Corresponding author: Ekaterina Auer ( ekaterina.auer@hs-wismar.de ) Corresponding author: Wolfram Luther ( wolfram.luther@uni-due.de ) © Ekaterina Auer, Wolfram Luther. This is an open access article distributed under the terms of the Creative Commons Attribution License (CC BY-ND 4.0). This license allows reusers to copy and distribute the material in any medium or format in unadapted form only, and only so long as attribution is given to the creator. The license allows for commercial use. Citation:
Auer E, Luther W (2021) Uncertainty Handling in Genetic Risk Assessment and Counseling. JUCS - Journal of Universal Computer Science 27(12): 1347-1370. https://doi.org/10.3897/jucs.77103 |
In this paper, we consider genetic risk assessment and genetic counseling for breast cancer from the point of view of reliable uncertainty handling. In medical practice, there exist fairly accurate numerical tools predicting breast cancer (or gene mutation) probability based on such factors as the family history of a patient. However, they are too complex to be applied in normal doctors’ offices, so that several simplified, questionnaire-type support tools appeared. This process is highly affected by uncertainty. At the same time, reliability of test interpretations and counseling conclusions is especially important since they have direct influence on humans and their decisions. We show how expert opinions on mutation probabilities can be combined using the Dempster-Shafer theory.
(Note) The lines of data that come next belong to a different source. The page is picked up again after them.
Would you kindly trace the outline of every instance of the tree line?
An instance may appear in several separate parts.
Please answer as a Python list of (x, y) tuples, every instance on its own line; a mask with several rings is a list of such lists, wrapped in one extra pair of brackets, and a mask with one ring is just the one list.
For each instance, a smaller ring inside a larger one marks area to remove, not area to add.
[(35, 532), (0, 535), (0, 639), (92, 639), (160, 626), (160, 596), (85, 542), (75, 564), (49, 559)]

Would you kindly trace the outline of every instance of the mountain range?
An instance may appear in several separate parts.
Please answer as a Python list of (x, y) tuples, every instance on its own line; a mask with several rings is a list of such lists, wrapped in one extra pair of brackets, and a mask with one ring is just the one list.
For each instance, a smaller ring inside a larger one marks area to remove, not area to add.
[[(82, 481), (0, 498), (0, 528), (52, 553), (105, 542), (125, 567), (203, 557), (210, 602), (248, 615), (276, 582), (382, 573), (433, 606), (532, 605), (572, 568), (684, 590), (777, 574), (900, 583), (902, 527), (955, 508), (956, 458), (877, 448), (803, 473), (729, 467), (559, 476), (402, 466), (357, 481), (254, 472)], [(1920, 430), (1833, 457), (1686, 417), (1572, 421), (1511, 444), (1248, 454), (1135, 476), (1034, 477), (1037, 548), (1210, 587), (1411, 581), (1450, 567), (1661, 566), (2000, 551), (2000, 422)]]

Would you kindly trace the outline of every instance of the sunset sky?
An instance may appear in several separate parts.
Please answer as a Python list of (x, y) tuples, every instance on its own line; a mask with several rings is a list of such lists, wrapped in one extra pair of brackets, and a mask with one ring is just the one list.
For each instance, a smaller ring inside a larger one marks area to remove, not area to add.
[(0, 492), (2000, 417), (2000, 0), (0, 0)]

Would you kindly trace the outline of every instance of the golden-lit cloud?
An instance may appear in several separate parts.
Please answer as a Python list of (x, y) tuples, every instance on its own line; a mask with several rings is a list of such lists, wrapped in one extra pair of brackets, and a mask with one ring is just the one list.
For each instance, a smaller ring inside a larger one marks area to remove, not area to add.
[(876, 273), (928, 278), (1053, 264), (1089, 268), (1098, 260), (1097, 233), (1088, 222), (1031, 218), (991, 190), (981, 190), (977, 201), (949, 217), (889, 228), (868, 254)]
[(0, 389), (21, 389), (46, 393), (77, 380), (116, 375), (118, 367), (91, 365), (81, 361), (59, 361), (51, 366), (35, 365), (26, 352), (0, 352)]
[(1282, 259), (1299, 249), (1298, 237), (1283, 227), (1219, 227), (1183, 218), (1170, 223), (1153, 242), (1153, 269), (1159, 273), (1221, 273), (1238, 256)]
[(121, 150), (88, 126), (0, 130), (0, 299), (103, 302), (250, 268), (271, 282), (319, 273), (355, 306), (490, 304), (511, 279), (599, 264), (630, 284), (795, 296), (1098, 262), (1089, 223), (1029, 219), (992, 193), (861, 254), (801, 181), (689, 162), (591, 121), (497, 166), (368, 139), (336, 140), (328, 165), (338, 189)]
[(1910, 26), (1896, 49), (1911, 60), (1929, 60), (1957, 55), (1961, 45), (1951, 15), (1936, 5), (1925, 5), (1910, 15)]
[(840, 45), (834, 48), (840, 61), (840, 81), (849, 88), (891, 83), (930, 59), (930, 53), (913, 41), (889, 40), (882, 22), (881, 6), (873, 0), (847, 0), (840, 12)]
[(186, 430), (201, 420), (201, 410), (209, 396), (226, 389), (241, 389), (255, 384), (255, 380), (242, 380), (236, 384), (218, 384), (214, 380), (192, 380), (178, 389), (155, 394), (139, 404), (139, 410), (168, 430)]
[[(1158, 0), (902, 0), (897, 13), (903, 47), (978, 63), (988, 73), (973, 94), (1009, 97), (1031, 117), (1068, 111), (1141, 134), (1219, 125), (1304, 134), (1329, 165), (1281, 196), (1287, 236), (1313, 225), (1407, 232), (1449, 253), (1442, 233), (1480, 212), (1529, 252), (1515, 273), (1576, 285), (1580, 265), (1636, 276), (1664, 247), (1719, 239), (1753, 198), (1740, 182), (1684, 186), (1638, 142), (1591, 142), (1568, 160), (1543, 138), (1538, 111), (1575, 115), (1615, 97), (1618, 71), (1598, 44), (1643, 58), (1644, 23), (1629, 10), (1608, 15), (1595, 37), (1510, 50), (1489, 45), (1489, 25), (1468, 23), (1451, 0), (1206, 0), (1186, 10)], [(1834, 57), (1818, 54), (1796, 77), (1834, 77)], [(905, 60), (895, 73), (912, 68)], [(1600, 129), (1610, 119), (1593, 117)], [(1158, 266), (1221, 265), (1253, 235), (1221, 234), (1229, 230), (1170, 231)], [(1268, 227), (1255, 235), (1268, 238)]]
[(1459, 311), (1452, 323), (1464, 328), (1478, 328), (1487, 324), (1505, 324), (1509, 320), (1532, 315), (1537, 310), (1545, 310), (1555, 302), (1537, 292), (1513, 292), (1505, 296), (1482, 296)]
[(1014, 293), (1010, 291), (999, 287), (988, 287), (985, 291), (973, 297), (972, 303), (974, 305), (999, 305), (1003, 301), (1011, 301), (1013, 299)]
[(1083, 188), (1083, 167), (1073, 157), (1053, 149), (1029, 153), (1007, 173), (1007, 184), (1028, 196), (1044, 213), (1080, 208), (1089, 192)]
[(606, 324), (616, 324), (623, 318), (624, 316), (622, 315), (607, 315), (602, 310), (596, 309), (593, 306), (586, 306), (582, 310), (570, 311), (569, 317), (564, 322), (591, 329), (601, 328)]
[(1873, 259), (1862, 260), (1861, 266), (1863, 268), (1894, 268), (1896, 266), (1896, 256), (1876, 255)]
Based on multi-criteria binary decision trees and interval analysis, we combine the referral screening tool designed to determine patients at risk of breast cancer (and recommend genetic counseling or testing for them) with three further risk assessment tools available for this purpose. A patient’s confidence in the outcome of a genetic counseling session can be heightened by the proposed method since it combines different sources to provide score ranges leading to more information. Finally, based on this approach, a decision tree for assigning a risk category is proposed which enhances the existing methodology. The great impact of epistemic uncertainty is reflected through large overlapping intervals for the risk classes.